We identified 567 PPD tumors across 13 cancer types, with 515 harboring driver variants. Our analysis revealed novel POLE drivers outside the exonuclease domain, challenging traditional assumptions about variant pathogenicity. Structural analysis achieved an AUC of 0.85 in distinguishing drivers from passengers, outperforming existing tools like AlphaMissense (AUC=0.73) and MutPred2 (AUC=0.63). We identified three distinct structural regions affected by PPD variants and classified drivers into six clusters based on their structural impact.
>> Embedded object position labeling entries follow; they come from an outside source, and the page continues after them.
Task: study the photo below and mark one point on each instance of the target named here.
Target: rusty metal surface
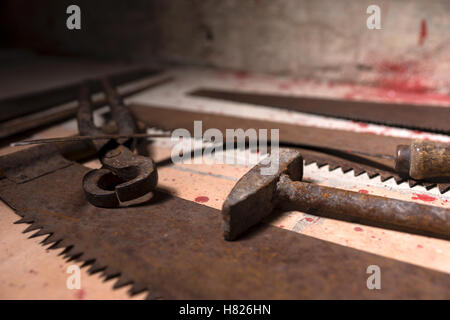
(295, 135)
(413, 116)
(37, 161)
(258, 193)
(174, 249)
(124, 176)
(254, 196)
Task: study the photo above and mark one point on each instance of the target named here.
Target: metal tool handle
(424, 160)
(359, 207)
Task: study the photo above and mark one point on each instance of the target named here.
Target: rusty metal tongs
(124, 175)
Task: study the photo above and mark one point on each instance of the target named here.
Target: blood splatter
(361, 124)
(423, 32)
(423, 197)
(79, 294)
(241, 74)
(201, 199)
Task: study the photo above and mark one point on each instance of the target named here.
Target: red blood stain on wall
(241, 74)
(361, 124)
(423, 197)
(201, 199)
(423, 32)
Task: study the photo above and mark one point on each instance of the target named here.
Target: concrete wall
(319, 39)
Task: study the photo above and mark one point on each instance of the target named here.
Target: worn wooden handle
(429, 160)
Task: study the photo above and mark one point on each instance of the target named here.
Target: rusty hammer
(256, 195)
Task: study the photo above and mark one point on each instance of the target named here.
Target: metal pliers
(124, 175)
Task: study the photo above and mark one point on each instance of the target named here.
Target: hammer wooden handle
(424, 160)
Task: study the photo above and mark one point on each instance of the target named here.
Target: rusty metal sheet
(329, 145)
(174, 249)
(413, 116)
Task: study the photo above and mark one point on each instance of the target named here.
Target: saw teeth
(137, 288)
(87, 262)
(358, 172)
(111, 273)
(96, 267)
(40, 233)
(320, 162)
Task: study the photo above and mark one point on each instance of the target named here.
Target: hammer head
(254, 195)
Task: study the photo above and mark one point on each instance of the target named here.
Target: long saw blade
(174, 249)
(412, 116)
(324, 146)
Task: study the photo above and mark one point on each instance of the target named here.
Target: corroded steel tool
(89, 138)
(124, 176)
(256, 195)
(413, 116)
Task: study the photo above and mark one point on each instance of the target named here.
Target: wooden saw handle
(424, 160)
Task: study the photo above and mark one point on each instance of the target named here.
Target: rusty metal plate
(413, 116)
(320, 145)
(174, 249)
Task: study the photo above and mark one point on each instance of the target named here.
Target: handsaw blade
(174, 249)
(412, 116)
(293, 135)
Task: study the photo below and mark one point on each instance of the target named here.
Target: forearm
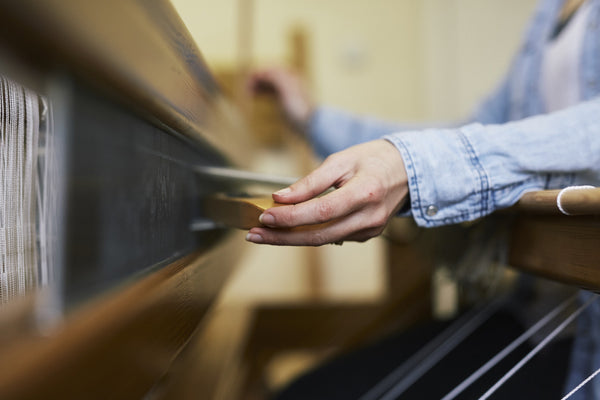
(462, 174)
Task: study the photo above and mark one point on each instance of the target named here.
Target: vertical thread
(19, 142)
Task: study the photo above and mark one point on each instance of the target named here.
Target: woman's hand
(371, 187)
(290, 91)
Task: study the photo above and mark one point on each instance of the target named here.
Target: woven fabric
(19, 183)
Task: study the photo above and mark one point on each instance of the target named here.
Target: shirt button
(431, 210)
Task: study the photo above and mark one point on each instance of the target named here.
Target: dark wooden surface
(121, 344)
(139, 51)
(564, 248)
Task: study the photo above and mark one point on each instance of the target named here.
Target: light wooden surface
(574, 202)
(138, 51)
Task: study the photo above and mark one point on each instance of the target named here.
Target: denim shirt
(511, 146)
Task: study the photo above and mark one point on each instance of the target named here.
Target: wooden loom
(134, 64)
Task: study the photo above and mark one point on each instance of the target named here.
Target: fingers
(348, 229)
(327, 175)
(337, 204)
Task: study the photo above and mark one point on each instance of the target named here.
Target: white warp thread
(569, 189)
(19, 135)
(586, 380)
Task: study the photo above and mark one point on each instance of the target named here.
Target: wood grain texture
(575, 202)
(243, 212)
(563, 248)
(119, 346)
(138, 51)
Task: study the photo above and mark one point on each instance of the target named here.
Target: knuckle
(324, 210)
(317, 239)
(378, 220)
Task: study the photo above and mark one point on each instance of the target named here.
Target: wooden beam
(564, 248)
(120, 345)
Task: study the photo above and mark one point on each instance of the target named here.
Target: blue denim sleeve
(462, 174)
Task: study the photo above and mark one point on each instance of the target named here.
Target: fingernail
(283, 192)
(266, 219)
(254, 238)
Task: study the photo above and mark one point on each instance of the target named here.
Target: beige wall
(398, 59)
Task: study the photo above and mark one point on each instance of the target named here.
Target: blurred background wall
(403, 60)
(398, 59)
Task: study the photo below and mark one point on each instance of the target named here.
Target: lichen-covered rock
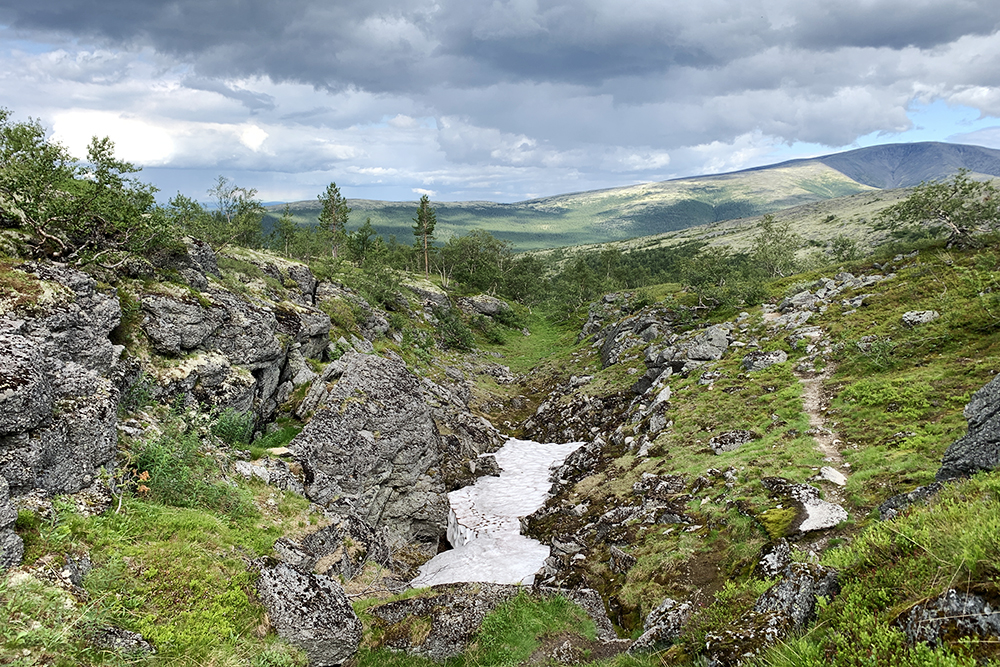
(891, 508)
(709, 345)
(63, 453)
(374, 451)
(340, 549)
(442, 623)
(952, 616)
(312, 612)
(11, 545)
(25, 388)
(774, 558)
(731, 440)
(786, 607)
(75, 324)
(915, 318)
(758, 361)
(663, 626)
(979, 449)
(482, 304)
(122, 641)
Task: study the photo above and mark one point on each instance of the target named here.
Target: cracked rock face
(25, 389)
(11, 545)
(312, 612)
(979, 449)
(374, 450)
(58, 405)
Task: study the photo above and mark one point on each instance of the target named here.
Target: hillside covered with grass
(214, 452)
(669, 207)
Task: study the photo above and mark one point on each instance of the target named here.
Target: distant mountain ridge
(645, 209)
(890, 166)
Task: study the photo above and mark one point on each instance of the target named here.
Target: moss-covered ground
(175, 567)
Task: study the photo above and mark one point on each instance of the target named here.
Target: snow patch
(484, 522)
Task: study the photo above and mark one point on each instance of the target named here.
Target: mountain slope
(646, 209)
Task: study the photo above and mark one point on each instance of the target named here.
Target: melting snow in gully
(484, 523)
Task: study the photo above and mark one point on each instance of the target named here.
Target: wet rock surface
(663, 626)
(372, 449)
(784, 608)
(812, 513)
(441, 624)
(952, 616)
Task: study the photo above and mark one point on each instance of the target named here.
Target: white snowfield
(484, 523)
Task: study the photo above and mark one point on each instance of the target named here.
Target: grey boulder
(373, 450)
(312, 612)
(979, 449)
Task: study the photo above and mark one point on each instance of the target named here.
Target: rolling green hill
(647, 209)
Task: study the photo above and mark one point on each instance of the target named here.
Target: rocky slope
(724, 457)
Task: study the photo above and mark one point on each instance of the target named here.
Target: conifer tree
(333, 216)
(423, 229)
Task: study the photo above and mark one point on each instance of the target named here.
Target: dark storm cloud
(895, 24)
(248, 98)
(390, 45)
(423, 87)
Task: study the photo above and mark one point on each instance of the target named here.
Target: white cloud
(253, 137)
(136, 140)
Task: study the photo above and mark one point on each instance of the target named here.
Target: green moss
(777, 521)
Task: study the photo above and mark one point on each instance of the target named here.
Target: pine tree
(424, 229)
(333, 216)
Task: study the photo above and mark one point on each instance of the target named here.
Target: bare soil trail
(827, 443)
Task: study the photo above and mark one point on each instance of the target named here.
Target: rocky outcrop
(731, 440)
(11, 544)
(482, 304)
(979, 449)
(235, 351)
(953, 616)
(892, 507)
(915, 318)
(126, 642)
(663, 626)
(758, 361)
(338, 550)
(374, 450)
(312, 612)
(58, 395)
(784, 608)
(442, 623)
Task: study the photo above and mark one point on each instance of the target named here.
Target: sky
(499, 100)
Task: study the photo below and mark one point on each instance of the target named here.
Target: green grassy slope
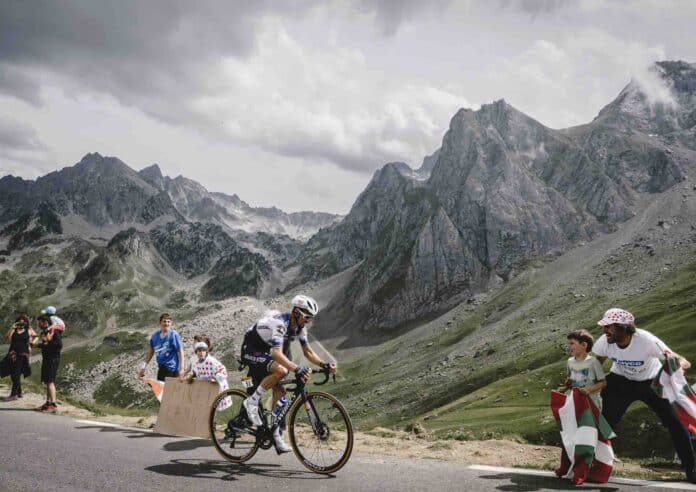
(487, 371)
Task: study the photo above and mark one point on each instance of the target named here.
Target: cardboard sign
(185, 408)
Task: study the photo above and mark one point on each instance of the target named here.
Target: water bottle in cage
(278, 409)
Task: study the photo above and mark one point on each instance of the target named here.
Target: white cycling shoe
(252, 412)
(281, 447)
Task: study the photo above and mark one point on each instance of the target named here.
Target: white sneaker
(281, 447)
(253, 412)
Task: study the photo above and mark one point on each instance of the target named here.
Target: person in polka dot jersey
(637, 357)
(206, 367)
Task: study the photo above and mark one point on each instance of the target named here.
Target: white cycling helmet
(306, 304)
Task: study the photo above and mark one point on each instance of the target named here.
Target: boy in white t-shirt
(636, 355)
(585, 373)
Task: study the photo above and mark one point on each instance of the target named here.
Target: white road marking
(108, 424)
(617, 480)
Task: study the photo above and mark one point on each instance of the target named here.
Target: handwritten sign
(185, 408)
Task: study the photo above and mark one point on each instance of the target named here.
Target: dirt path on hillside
(380, 441)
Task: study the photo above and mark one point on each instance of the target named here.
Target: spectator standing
(20, 336)
(636, 355)
(51, 343)
(166, 344)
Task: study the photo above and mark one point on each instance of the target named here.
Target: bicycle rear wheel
(321, 433)
(230, 429)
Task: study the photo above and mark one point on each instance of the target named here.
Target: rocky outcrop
(197, 204)
(31, 227)
(501, 191)
(101, 190)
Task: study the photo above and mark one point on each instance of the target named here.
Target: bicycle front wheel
(321, 433)
(230, 428)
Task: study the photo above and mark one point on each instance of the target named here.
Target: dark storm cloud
(390, 14)
(16, 136)
(147, 54)
(535, 7)
(15, 83)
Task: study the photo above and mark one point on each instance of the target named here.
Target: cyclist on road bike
(266, 350)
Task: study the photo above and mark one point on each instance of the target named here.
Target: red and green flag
(671, 384)
(586, 437)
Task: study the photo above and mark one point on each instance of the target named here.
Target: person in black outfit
(51, 343)
(20, 336)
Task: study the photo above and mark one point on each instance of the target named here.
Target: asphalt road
(50, 452)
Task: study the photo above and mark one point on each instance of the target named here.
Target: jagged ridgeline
(503, 191)
(113, 246)
(447, 290)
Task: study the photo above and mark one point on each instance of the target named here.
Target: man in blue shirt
(166, 344)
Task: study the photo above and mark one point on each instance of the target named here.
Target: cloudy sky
(296, 103)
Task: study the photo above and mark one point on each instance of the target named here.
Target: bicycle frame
(265, 433)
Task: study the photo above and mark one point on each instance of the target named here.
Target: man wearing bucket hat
(636, 356)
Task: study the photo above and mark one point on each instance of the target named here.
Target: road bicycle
(320, 430)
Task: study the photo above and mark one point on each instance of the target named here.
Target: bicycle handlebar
(326, 372)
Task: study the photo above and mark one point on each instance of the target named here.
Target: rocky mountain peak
(681, 73)
(153, 175)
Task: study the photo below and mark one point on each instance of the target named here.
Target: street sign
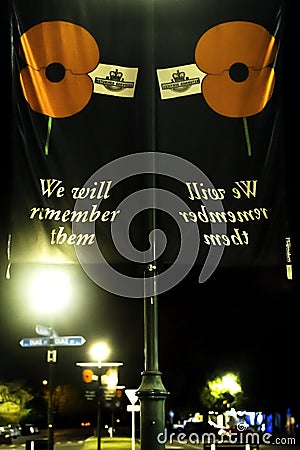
(133, 408)
(131, 395)
(52, 342)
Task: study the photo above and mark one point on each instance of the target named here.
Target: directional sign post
(49, 338)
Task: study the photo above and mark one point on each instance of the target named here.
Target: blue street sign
(52, 342)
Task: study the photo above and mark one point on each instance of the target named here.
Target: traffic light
(87, 375)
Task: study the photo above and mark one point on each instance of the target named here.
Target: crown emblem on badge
(115, 75)
(178, 76)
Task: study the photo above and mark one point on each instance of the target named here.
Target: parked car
(27, 429)
(5, 436)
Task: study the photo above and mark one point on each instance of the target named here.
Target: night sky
(239, 320)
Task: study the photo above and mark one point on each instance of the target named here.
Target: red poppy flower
(59, 56)
(236, 56)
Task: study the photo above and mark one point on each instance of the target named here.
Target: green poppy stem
(48, 136)
(247, 136)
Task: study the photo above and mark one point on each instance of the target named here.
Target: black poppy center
(55, 72)
(238, 72)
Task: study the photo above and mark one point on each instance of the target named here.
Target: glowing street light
(99, 353)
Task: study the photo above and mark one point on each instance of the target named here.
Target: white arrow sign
(131, 394)
(52, 342)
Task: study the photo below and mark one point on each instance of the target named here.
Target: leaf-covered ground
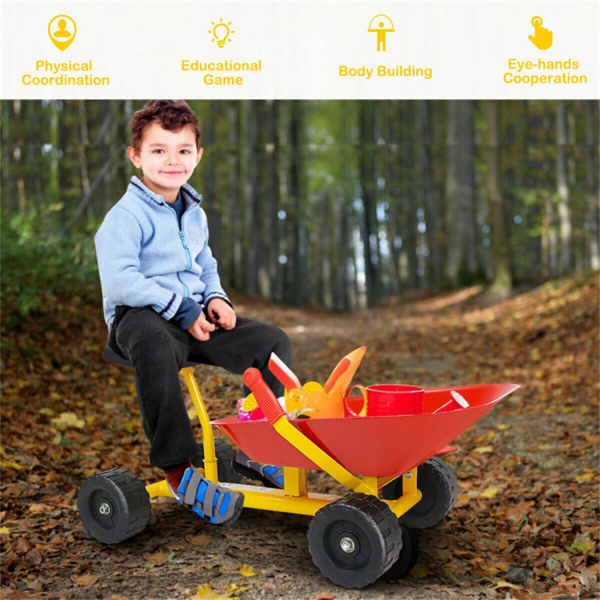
(525, 525)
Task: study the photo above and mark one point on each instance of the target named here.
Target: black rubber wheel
(439, 487)
(225, 454)
(354, 540)
(408, 554)
(113, 506)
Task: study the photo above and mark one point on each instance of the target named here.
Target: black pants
(158, 349)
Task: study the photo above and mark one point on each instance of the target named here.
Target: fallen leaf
(68, 419)
(489, 493)
(158, 558)
(10, 465)
(419, 572)
(205, 592)
(85, 579)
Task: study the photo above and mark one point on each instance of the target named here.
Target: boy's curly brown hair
(172, 115)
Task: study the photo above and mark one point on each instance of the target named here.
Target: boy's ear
(133, 157)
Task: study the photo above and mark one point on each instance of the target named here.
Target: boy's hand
(201, 328)
(220, 312)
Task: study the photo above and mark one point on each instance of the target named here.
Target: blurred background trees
(343, 204)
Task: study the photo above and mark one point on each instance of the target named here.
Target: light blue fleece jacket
(145, 259)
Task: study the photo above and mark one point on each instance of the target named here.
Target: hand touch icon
(542, 38)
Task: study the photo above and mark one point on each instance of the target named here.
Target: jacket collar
(141, 191)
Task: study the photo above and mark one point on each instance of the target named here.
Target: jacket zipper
(188, 256)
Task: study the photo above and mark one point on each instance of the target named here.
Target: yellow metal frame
(294, 497)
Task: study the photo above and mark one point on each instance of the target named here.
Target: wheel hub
(105, 509)
(348, 545)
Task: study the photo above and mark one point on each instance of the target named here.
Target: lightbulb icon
(221, 32)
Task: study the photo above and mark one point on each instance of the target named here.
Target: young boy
(164, 304)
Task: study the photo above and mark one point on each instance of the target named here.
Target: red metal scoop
(375, 446)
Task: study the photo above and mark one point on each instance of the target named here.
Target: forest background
(342, 204)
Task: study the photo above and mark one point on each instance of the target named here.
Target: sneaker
(212, 502)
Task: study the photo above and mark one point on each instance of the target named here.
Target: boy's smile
(167, 159)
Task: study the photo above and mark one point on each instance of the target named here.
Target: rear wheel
(113, 506)
(354, 540)
(439, 487)
(225, 454)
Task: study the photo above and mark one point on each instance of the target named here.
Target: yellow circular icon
(62, 30)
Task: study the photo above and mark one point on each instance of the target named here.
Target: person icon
(65, 34)
(62, 29)
(381, 25)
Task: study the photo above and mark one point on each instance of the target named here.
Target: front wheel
(439, 487)
(354, 540)
(113, 506)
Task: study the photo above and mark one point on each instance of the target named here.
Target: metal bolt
(347, 545)
(105, 509)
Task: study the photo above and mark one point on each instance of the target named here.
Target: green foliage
(37, 261)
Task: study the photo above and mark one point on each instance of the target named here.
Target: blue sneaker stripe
(225, 504)
(184, 480)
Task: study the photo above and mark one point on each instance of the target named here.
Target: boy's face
(167, 159)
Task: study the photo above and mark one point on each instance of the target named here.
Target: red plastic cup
(384, 400)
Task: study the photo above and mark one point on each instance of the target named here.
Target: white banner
(300, 50)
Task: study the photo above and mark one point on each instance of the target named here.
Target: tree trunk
(460, 210)
(502, 282)
(592, 169)
(564, 208)
(369, 201)
(18, 151)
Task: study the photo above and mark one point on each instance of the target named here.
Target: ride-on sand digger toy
(389, 462)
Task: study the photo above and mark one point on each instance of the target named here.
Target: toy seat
(111, 356)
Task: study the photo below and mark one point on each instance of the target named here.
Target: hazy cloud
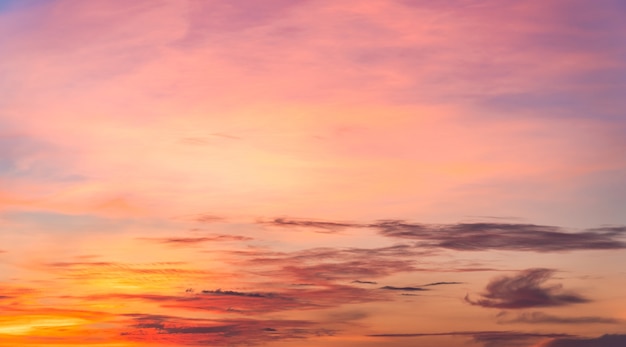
(517, 237)
(440, 283)
(364, 282)
(197, 240)
(321, 226)
(480, 236)
(217, 332)
(543, 318)
(406, 289)
(617, 340)
(488, 338)
(525, 290)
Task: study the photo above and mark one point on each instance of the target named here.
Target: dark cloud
(236, 293)
(321, 226)
(406, 289)
(618, 340)
(364, 282)
(488, 338)
(440, 283)
(480, 236)
(217, 332)
(255, 303)
(543, 318)
(517, 237)
(525, 290)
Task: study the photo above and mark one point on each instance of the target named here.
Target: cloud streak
(544, 318)
(525, 290)
(480, 236)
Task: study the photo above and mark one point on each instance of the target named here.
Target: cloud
(487, 338)
(440, 283)
(480, 236)
(525, 290)
(197, 240)
(320, 226)
(406, 289)
(236, 293)
(543, 318)
(617, 340)
(364, 282)
(516, 237)
(217, 332)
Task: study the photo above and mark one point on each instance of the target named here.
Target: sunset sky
(313, 173)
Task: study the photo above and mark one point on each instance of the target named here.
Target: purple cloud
(525, 290)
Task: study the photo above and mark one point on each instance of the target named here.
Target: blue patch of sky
(16, 160)
(61, 223)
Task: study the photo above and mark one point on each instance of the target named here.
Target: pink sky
(312, 173)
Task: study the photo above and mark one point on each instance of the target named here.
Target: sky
(312, 173)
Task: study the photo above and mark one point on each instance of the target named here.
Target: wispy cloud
(197, 240)
(516, 237)
(217, 332)
(364, 282)
(525, 290)
(404, 289)
(488, 338)
(481, 236)
(318, 226)
(544, 318)
(616, 340)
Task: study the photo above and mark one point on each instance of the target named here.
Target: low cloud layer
(525, 290)
(544, 318)
(618, 340)
(480, 236)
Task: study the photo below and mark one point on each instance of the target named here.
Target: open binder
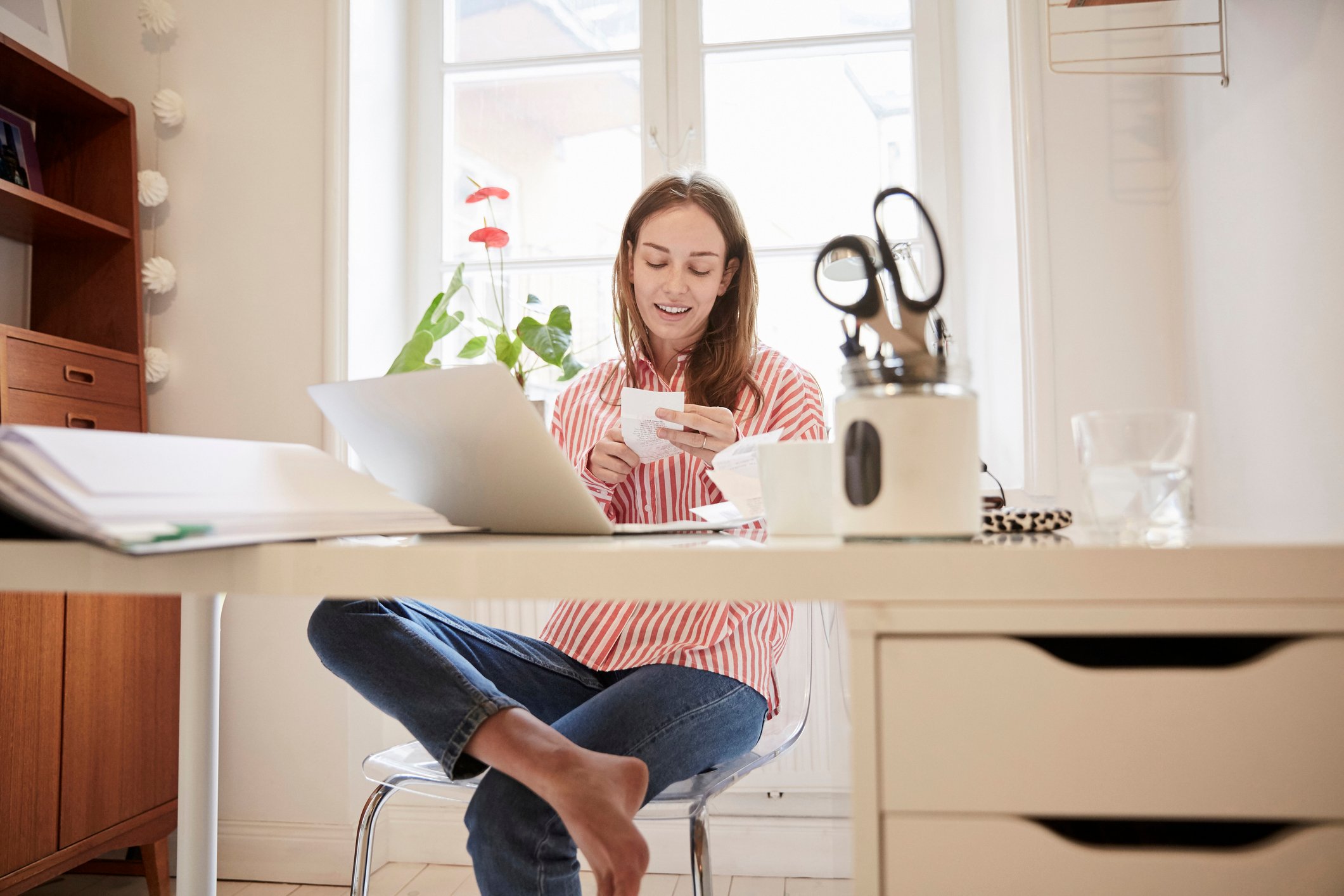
(151, 494)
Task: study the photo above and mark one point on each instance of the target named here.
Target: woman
(616, 700)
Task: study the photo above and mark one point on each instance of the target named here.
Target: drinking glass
(1137, 473)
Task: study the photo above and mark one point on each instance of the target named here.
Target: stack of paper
(148, 494)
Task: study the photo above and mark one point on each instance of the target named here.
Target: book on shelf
(152, 494)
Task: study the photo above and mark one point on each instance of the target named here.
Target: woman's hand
(612, 460)
(708, 430)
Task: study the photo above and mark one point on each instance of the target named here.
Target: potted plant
(523, 349)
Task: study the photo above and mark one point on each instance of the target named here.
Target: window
(805, 109)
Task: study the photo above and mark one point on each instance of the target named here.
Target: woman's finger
(694, 442)
(628, 454)
(715, 429)
(617, 461)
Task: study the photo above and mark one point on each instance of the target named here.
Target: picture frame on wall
(38, 26)
(19, 152)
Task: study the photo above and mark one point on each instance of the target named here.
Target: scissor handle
(867, 305)
(889, 259)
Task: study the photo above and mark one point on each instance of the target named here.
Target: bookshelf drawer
(58, 371)
(1004, 856)
(1003, 726)
(57, 410)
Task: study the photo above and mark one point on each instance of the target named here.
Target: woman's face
(678, 272)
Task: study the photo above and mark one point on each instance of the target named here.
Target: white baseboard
(290, 852)
(750, 845)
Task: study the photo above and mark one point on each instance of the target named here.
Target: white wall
(1262, 191)
(1113, 245)
(990, 233)
(245, 229)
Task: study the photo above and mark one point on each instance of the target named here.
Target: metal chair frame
(695, 791)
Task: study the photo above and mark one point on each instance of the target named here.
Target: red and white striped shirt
(741, 640)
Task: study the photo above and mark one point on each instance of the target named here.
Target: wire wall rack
(1184, 38)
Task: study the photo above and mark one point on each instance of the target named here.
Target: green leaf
(432, 312)
(561, 319)
(412, 356)
(507, 351)
(549, 342)
(475, 347)
(447, 326)
(572, 368)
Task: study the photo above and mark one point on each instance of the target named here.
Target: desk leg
(198, 745)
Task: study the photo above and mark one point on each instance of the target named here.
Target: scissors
(871, 308)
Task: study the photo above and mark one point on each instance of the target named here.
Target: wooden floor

These clusters showed significant associations with MMR status, mutation burden, and signature profiles. Clinical analysis revealed age-related correlations specific to male colorectal cancer patients and endometrial cancer cases. Our integrated approach provides novel insights into PPD variant classification and their functional impacts. The characterization of distinct structural clusters suggest multiple mechanisms through which PPD variants affect polymerase function. The differential associations of clusters with clinical features and molecular characteristics indicate potential prognostic and therapeutic implications. Saturation analysis suggests that while additional drivers may be discovered with larger datasets, the current list captures most clinically relevant variants.
This comprehensive analysis of PPD drivers combines genomic evidence with structural insights to advance our understanding of polymerase proofreading deficiency. Our findings provide a framework for variant classification and suggest that different PPD drivers may operate through distinct mechanisms, potentially influencing clinical outcomes. The established relationships between structural impacts and molecular features offer new perspectives for personalized therapeutic approaches in PPD tumors.